# Amp Techs



## PaulS (Feb 27, 2006)

Hi, does anybody here from the Peterborough area know of any good amp techs in the Peterborough area. I desperately need to have my Ampeg overhauled. :thanks5qx:


----------



## david henman (Feb 3, 2006)

PaulS said:


> Hi, does anybody here from the Peterborough area know of any good amp techs in the Peterborough area. I desperately need to have my Ampeg overhauled. :thanks5qx:


...there's an amazing guy in pickering. let me know if you need his info.

-dh


----------



## PaulS (Feb 27, 2006)

Right now I would accept any info. The amp is sweet sounding but the noise is not right. I reallt like this amp and would like to get it performing the way it should. Thanks. :thanks5qx:


----------



## auger (Apr 23, 2006)

hey PaulS...
I just noticed yesterday there was a mesa boogie authorized repair guy
in sebright..ont..
near casino rama....
Tube Amp Technologies 1184 Concession Road D-E (near Casinorama) Sebright ON L0K1W0 (705) 833-1234 

I can not vouch for their service yet....but will probably check them out soon

My wife and kids are getting me a mesa for a birthday gift....yaaaaaaaaaaaaaa

good luck with your amp..

Auger


----------



## SinCron (Mar 2, 2006)

Well lucky ducky you.


----------



## PaulS (Feb 27, 2006)

I found a guy in Peterborough came well recommended from a good friend. I thought he had packed it in but he just closed up his own shop and now works part time out of Hank to Hendrix shop. Problem with amp and noise was found to be output transformer. I also found out that Uptown Music in Peterborough is an Ampeg dealer so parts can be had without going out of town. Thanks for all tips, references etc. :wave:


----------



## Blue Apple (Feb 8, 2006)

Paul, can I ask what model is your ampeg? 

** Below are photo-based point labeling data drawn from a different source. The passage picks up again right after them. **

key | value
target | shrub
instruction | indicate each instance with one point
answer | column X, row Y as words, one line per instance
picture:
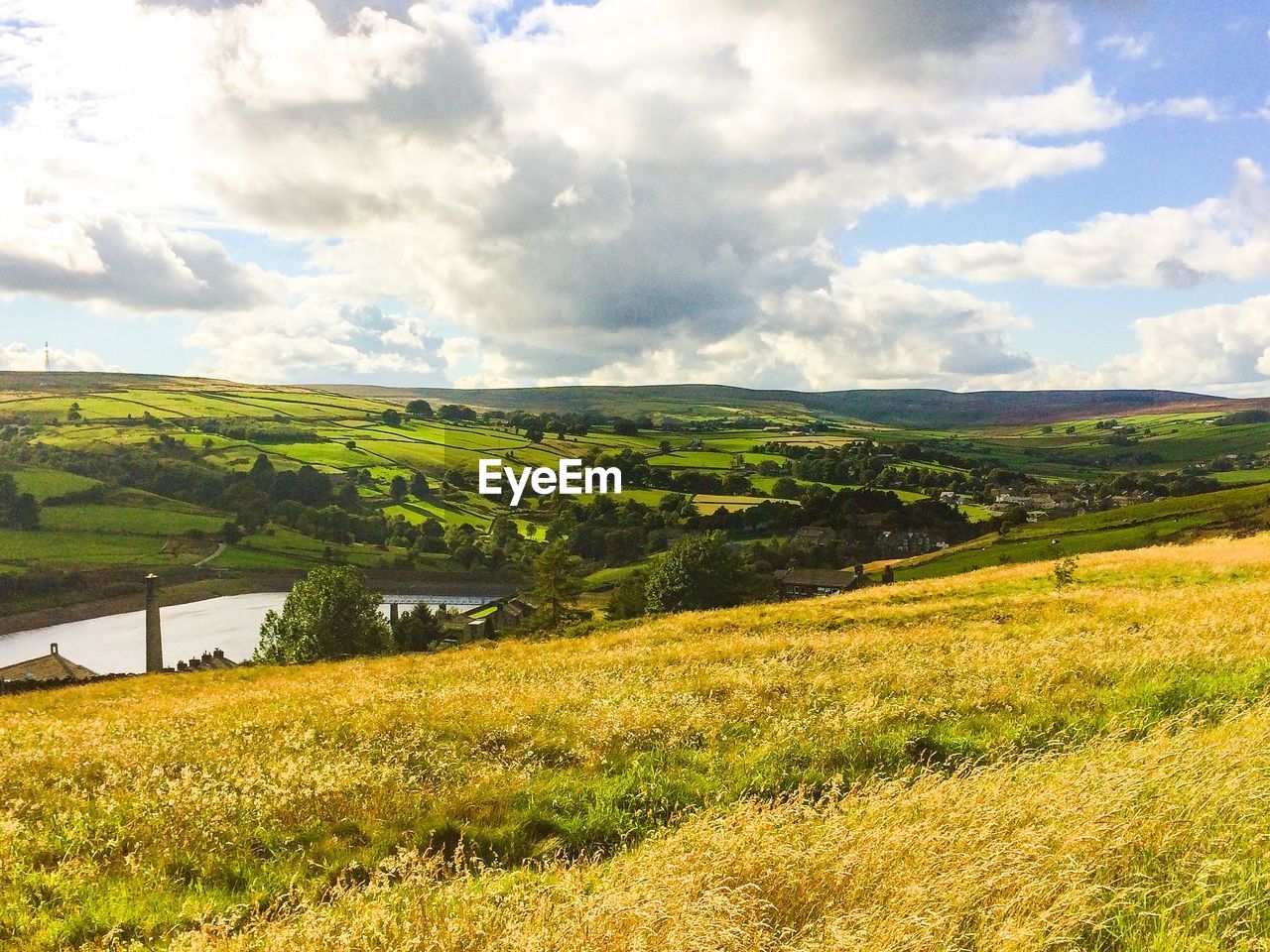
column 329, row 613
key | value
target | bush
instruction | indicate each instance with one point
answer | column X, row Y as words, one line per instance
column 701, row 571
column 329, row 613
column 629, row 599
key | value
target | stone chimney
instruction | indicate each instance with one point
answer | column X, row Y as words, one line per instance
column 154, row 636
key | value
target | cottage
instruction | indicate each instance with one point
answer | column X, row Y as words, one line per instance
column 806, row 583
column 212, row 660
column 815, row 535
column 46, row 667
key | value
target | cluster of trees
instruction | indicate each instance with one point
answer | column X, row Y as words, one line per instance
column 330, row 613
column 699, row 570
column 612, row 531
column 18, row 511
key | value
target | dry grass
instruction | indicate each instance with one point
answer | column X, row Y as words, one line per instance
column 136, row 810
column 1152, row 844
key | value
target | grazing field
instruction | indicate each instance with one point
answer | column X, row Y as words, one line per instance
column 979, row 762
column 51, row 484
column 1128, row 527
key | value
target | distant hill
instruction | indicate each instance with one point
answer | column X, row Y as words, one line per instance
column 913, row 409
column 906, row 409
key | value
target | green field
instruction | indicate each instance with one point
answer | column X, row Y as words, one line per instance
column 1128, row 527
column 51, row 484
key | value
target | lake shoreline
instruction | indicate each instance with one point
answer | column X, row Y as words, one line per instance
column 236, row 584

I'm curious because I have a '63 Reverbrocket and the noise is getting unbearable. I'd be interested to know what repairs had to be done to yours...


----------



## Robert1950 (Jan 21, 2006)

david henman said:


> ...there's an amazing guy in pickering. let me know if you need his info.
> 
> -dh


I'm in that area. Don't need one right now, but I'd love to have the info at hand.


----------



## david henman (Feb 3, 2006)

Robert1950 said:


> I'm in that area. Don't need one right now, but I'd love to have the info at hand.


...send me a pm:

[email protected]


----------



## PaulS (Feb 27, 2006)

Blue Apple said:


> Paul, can I ask what model is your ampeg?
> 
> I'm curious because I have a '63 Reverbrocket and the noise is getting unbearable. I'd be interested to know what repairs had to be done to yours...

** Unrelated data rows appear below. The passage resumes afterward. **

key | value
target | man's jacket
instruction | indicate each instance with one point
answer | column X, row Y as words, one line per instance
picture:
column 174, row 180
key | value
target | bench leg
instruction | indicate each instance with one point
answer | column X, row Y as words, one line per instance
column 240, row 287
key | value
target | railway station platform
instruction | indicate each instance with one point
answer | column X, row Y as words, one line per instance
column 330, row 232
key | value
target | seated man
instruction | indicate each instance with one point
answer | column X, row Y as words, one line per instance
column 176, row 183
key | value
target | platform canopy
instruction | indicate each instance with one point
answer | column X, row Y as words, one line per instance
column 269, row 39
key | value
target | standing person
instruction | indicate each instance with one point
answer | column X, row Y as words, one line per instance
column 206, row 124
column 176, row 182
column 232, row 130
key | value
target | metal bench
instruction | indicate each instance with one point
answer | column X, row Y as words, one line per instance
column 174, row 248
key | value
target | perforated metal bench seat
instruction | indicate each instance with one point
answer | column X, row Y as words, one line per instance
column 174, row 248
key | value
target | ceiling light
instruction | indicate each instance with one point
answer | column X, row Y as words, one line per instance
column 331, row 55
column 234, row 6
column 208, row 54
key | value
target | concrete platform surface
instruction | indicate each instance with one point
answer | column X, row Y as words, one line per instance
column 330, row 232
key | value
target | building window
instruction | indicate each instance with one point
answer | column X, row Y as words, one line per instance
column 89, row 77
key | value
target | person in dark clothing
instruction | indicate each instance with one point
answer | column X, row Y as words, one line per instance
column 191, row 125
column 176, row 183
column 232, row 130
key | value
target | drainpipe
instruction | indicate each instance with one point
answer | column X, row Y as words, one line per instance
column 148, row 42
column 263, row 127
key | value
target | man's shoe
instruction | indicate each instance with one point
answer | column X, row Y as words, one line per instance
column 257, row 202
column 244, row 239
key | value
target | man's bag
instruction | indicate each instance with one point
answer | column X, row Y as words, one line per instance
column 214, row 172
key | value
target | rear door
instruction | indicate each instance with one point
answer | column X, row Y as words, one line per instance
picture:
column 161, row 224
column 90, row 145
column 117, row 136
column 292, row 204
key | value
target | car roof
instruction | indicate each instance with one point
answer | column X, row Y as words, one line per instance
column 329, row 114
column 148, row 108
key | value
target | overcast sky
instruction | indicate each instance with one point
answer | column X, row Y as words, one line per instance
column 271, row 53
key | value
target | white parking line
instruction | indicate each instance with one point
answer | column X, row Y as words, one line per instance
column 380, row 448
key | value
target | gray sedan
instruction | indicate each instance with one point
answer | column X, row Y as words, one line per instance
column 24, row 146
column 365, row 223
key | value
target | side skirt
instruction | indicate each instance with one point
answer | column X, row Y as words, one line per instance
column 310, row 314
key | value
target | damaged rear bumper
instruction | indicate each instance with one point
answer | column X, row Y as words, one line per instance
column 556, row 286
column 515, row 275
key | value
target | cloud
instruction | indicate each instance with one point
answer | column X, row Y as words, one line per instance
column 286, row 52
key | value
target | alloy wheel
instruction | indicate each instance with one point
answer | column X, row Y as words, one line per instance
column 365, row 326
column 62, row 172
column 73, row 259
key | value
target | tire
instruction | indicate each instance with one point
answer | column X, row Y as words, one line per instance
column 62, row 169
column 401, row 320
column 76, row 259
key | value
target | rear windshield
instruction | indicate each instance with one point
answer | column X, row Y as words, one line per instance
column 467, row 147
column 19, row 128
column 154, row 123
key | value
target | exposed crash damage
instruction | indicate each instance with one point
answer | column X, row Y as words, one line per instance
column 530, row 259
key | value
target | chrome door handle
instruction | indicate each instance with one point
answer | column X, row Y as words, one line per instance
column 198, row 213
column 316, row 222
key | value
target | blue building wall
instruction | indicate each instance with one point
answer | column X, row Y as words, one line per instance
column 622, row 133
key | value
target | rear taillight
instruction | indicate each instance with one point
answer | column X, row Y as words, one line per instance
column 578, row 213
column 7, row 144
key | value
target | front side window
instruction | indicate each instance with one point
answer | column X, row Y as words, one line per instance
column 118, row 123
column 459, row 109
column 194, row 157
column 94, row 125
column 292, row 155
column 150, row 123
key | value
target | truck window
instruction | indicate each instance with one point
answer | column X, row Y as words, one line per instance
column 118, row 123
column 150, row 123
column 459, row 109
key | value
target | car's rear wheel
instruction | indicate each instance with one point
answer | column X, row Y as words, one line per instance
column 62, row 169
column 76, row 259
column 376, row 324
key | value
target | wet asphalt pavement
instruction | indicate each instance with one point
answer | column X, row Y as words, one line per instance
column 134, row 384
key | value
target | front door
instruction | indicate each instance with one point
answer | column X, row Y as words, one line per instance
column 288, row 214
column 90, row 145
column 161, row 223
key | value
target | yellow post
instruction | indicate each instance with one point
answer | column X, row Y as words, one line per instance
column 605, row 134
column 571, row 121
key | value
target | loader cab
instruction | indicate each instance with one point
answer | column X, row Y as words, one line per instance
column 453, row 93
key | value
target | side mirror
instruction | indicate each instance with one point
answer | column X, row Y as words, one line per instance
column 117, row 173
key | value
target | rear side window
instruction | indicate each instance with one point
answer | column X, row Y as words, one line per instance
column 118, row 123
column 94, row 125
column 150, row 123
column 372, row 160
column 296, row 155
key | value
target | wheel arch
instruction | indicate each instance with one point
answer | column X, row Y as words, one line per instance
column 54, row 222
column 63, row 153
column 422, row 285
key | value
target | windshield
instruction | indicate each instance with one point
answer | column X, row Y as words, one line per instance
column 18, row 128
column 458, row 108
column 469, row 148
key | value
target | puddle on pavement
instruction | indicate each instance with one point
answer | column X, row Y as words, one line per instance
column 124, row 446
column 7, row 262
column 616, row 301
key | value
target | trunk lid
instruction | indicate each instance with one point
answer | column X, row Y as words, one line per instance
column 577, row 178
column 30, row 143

Well it is a SJ-12R, and the noise problem came from the output transformer. The noise was a real low freq hum and after I think about it, it makes sense as to where the problem was.


----------



## CocoTone (Jan 22, 2006)

PaulS said:


> I found a guy in Peterborough came well recommended from a good friend. I thought he had packed it in but he just closed up his own shop and now works part time out of Hank to Hendrix shop. Problem with amp and noise was found to be output transformer. I also found out that Uptown Music in Peterborough is an Ampeg dealer so parts can be had without going out of town. Thanks for all tips, references etc. :wave:



You talkin` bout Tony??? How can I get hold of him?? He was awesome. He has worked on every one of my amps, and I am nothing but satisfied with his work.

CT.


----------



## PaulS (Feb 27, 2006)

Yea the one and only good one in Peterborough. I can get you the number for Hank to Hendrix if you'd like or the next time I'm at Dennis's I can get you his home number.


----------